Keep Our NHS Public is an independent organization in the UK that is committed to reversing the privatization of the National Health Service (NHS) in the country.
"TTIP is being negotiated for the benefit of big business and global corporations on both sides of the Atlantic with the assistance of the EU and US governments," Lee said. "It's certainly not being done for the benefit of citizens of either side."
But Lee said that exemptions included in the document did not leave many vital NHS services, which are currently free at the point of delivery, safe from the private corporations that will gain access to the NHS if the deal is agreed by EU leaders and the United States.
"It is extremely difficult to see how this section of the leaked 'initial offer' within the TTIP negotiations can give any assurance at all to Keep Our NHS Public — or to any other organization concerned about the slow but sure destruction of the NHS," Lee told Sputnik.

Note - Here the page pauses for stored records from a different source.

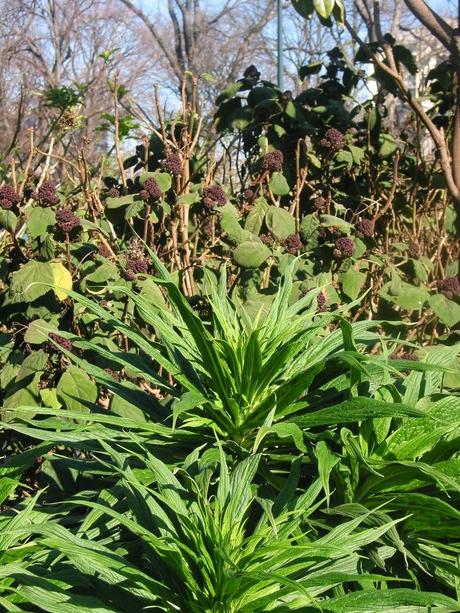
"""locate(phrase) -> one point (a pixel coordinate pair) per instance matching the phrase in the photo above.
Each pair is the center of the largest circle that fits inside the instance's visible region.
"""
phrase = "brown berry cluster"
(273, 161)
(66, 220)
(365, 227)
(413, 250)
(8, 197)
(213, 196)
(450, 287)
(293, 243)
(173, 164)
(344, 247)
(333, 140)
(135, 266)
(65, 343)
(150, 190)
(46, 194)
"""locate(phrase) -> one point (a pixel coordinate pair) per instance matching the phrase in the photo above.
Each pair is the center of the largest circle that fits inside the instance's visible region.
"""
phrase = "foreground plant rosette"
(205, 540)
(287, 465)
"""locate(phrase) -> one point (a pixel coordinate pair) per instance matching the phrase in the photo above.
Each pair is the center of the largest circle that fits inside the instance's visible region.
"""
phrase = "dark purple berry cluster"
(113, 192)
(293, 243)
(65, 343)
(251, 73)
(267, 239)
(213, 196)
(104, 251)
(273, 161)
(320, 203)
(321, 302)
(344, 247)
(66, 220)
(413, 250)
(365, 227)
(150, 190)
(46, 194)
(450, 287)
(333, 140)
(404, 356)
(8, 197)
(173, 164)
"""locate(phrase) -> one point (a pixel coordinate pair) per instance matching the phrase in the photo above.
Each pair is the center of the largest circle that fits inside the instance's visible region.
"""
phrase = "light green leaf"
(250, 254)
(75, 386)
(280, 222)
(39, 219)
(447, 310)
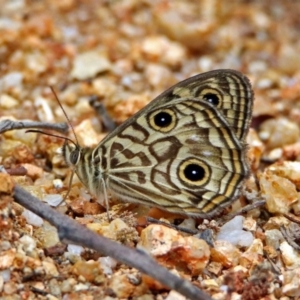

"It describes exemptions for publicly-funded services or those receiving state support yet mentions exemptions to this, including medical, dental, midwifery, nursing, paramedical and physiotherapy services," Lee added. "This doesn't leave much left which is safe."
Lee said that even if exemptions were secured "on our terms" it was not enough to provide these solely for the NHS because many services are closely interlinked with other public services.
The National Health Service (NHS) was established throughout the UK following the end of the Second World War. The core principles of the NHS were to deliver health care free at the point of delivery to the patient and based not on ability to pay, but on clinical need.
Although the service operates throughout the UK, it is administered and funded independently in Scotland, England, Wales and Northern Ireland.